A merchant cash advance is a form of lump sum cash advance in which the provider will give you a certain amount of money in exchange for a cut of all debit and credit card sales until the money and added fee is payed off. Generally, cash advance providers partner with a merchant account provider to take the money directly off your sales at the end of the day.
The deal would look something like this: you need $25,000, so the provider gives it to you with a factor rate of 1.17, which means that you eventually have to pay $29,250 back. If the provider is taking 15% of your debit/credit card sales (the withholding rate), and you expect to have an average of $30,000 per month in sales, you’re looking at a payment of $150 per day, or $4,500 per month.
MCA vs. a Traditional Loan
If you think that “lump sum cash advance” is just a fancy way to say “loan,” think again—a cash advance is “technically sales of future assets,” which means that MCA providers are not subject to the same laws and regulations that other loaning agencies are. While the factor rate of the theoretical MCA above was 17%, traditional loan interest rates are prohibited from charging nearly that much money. For example, SBA loans are currently not allowed to charge more than 6.5% on a loan that size.
However, cash advances are ideally paid off in less than a year. Bank loans are not. If you take three years to consistently pay off a $25,000 bank loan at a fixed interest rate of 6.5%, you will pay a total of $27,584. At five years, you’re looking at $29,349. In other words, it would take you many years to rack up interest as large as a cash advance fee. Cash advances will generally be more expensive, but not always. Regardless, you will be paying off more money in a much shorter amount of time.

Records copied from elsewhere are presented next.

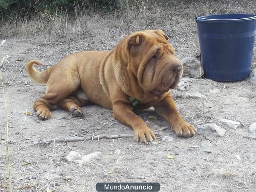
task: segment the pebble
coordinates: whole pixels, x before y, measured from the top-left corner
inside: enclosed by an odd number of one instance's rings
[[[250,81],[251,83],[256,84],[256,68],[252,71],[250,76]]]
[[[236,158],[236,159],[237,160],[241,160],[241,157],[240,157],[240,155],[239,154],[235,155],[235,157]]]
[[[252,135],[256,137],[256,122],[251,124],[249,127],[249,130]]]
[[[183,76],[200,78],[204,75],[201,62],[194,57],[186,57],[181,60],[183,64]]]
[[[226,133],[226,130],[215,123],[207,123],[198,125],[197,130],[199,134],[213,134],[216,137],[221,137]]]
[[[180,79],[177,87],[172,90],[172,93],[177,98],[184,99],[206,98],[221,91],[218,84],[210,79],[201,79],[189,77]]]
[[[81,155],[78,152],[75,151],[71,151],[63,159],[66,161],[70,162],[78,157],[81,157]]]
[[[233,129],[236,129],[241,125],[240,122],[226,119],[221,119],[220,121],[228,128]]]
[[[202,141],[201,144],[201,147],[203,149],[211,149],[212,145],[209,141]]]
[[[115,152],[114,152],[114,154],[116,154],[116,155],[119,155],[120,154],[121,154],[121,151],[120,151],[120,150],[117,149],[116,151],[115,151]]]
[[[170,136],[165,136],[163,137],[162,140],[164,141],[167,141],[168,142],[171,142],[174,140],[173,137]]]

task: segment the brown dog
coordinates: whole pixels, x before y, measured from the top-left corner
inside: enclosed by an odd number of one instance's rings
[[[154,133],[132,111],[130,100],[136,99],[135,109],[153,106],[178,136],[195,135],[196,130],[181,118],[171,95],[169,89],[177,85],[183,67],[168,40],[161,30],[136,32],[110,51],[75,53],[43,73],[34,67],[40,62],[28,62],[28,75],[47,84],[45,94],[34,104],[35,110],[39,118],[47,119],[52,115],[50,109],[58,105],[80,116],[80,107],[95,103],[113,109],[114,118],[132,127],[135,140],[151,142]]]

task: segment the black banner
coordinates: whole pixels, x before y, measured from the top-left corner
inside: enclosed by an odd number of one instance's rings
[[[98,192],[157,192],[160,190],[158,183],[98,183]]]

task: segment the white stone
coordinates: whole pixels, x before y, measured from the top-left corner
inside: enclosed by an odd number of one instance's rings
[[[201,144],[201,147],[203,149],[210,149],[212,145],[209,141],[202,141]]]
[[[249,127],[249,130],[253,136],[256,137],[256,122],[251,124]]]
[[[241,125],[239,122],[237,121],[232,121],[232,120],[227,119],[221,119],[220,121],[223,125],[233,129],[236,129]]]
[[[204,75],[200,61],[195,57],[185,58],[181,62],[183,64],[183,76],[200,78]]]
[[[221,137],[226,133],[226,130],[215,123],[207,123],[198,125],[197,130],[199,134],[213,134],[216,137]]]
[[[175,89],[172,90],[175,97],[182,98],[205,98],[213,94],[220,93],[218,84],[210,79],[200,79],[189,77],[180,79]]]
[[[94,153],[92,153],[90,154],[89,154],[88,155],[82,157],[82,158],[81,160],[75,160],[73,161],[73,162],[78,164],[79,167],[81,167],[86,164],[87,163],[90,162],[92,160],[98,158],[101,154],[101,151],[95,152]]]
[[[240,157],[239,155],[235,155],[235,157],[236,158],[237,160],[241,160],[241,157]]]
[[[165,136],[163,137],[162,140],[163,141],[171,142],[173,140],[173,137],[172,137],[170,136]]]
[[[121,151],[120,151],[119,149],[117,149],[116,151],[115,151],[115,152],[114,152],[114,154],[116,155],[119,155],[120,154],[121,154]]]
[[[251,73],[250,76],[250,81],[251,83],[256,84],[256,68]]]

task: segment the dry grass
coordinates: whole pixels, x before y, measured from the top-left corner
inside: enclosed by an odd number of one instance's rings
[[[195,14],[253,13],[256,11],[252,0],[177,1],[165,4],[162,0],[160,3],[157,3],[159,1],[134,0],[128,4],[120,0],[122,9],[108,14],[89,14],[82,7],[77,7],[72,17],[58,12],[38,14],[30,20],[18,18],[15,21],[3,22],[0,38],[43,37],[45,44],[61,38],[70,44],[86,39],[86,49],[101,50],[101,44],[107,42],[107,49],[110,49],[133,32],[161,29],[170,38],[169,41],[178,53],[176,56],[180,58],[194,56],[199,51]],[[105,49],[105,46],[102,49]]]
[[[3,45],[3,44],[5,42],[5,40],[2,41],[0,44],[0,47]],[[0,61],[0,67],[3,63],[5,59],[6,59],[7,57],[3,57],[1,61]],[[2,89],[3,91],[3,95],[4,105],[5,105],[5,134],[6,134],[6,155],[7,157],[7,170],[8,172],[8,178],[9,178],[9,190],[12,192],[12,177],[11,173],[11,164],[10,161],[10,156],[9,155],[9,138],[8,138],[8,114],[7,111],[7,104],[6,97],[5,94],[4,90],[4,86],[3,85],[3,76],[2,76],[2,73],[1,73],[1,70],[0,70],[0,79],[1,80],[1,84],[2,85]]]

Of course, if you are considering a cash advance, it doesn’t matter how it differs from a bank loan because you probably can’t get the latter. Let’s talk about how MCAs are potentially better than a traditional loan.
MCA providers are much more lenient about who they give money to. They don’t pay very much attention to credit scores (instead they look at future sales projections), and don’t ask for collateral.
Their application processes are also much easier. Traditional loans require in-depth information of everything under the sun: business plans, your credit report, income tax statements, financial statements, legal documents, collateral, your previous business experience, and basically your entire life story. On the other hand, this person had to show his cash advance agency his sales report, credit score, and his company agreement. He got the loan.
The application process for MCAs tends to be much shorter than traditional loans. Since they don’t require as much paperwork, they can process the deal very quickly. It’s not uncommon for a business owner to have the money in-hand less than 48 hours after applying for a cash advance.
No Fixed Payments
Business not doing terribly well this month? Have a business that does better during certain seasons? Not a problem for a cash advance. Since they take a cut of your profits, the less you’re profiting, the less they’re taking. A good cash advance provider will give you a withholding rate that your business can handle–businesses making a large profit might get a rate like 15% or 25% (or higher), whereas those that have less margin for error could get a rate like 10%.
Who Might Benefit
Cash advance providers generally go for businesses like restaurants, retail, and service industries—ones that often don’t have a lot of collateral and also tend to process a high amount of debit and credit cards.
More specifically, advances tend to work better for businesses that are growing fast and need a bit of money to close the gaps. These businesses can absorb the large fee because they’re making enough money that the loss in daily profit isn’t a problem.
Unfortunately, if your business is failing, MCAs might not be the best way to go. Theoretically, you have nothing to lose if your business does fail—since there’s no collateral, the provider is assuming all the risk. If you could even get an advance in the first place, there are so many stories about businesses owners being sued by cash advance companies after closing down that I would be wary of losing a large sum of somebody else’s money.
The Key Word is “Breakneck”
You get the money fast, you pay the agency back fast, and then you’re done. If you think that your business can do that, and you have no other options, consider getting a merchant cash advance. There is nothing wrong with this type of loan, but they don’t work for everybody.
Regardless of what you do, look at all the numbers to ensure that your business could handle the advance. If your business could not handle the reduction in daily profit, don’t get one. If your business couldn’t handle the steep fee, or couldn’t pay the loan back in a timely manner, don’t get one. Because unlike banks, cash advance providers do not do all the homework—you are responsible for ensuring that the MCA fees are manageable.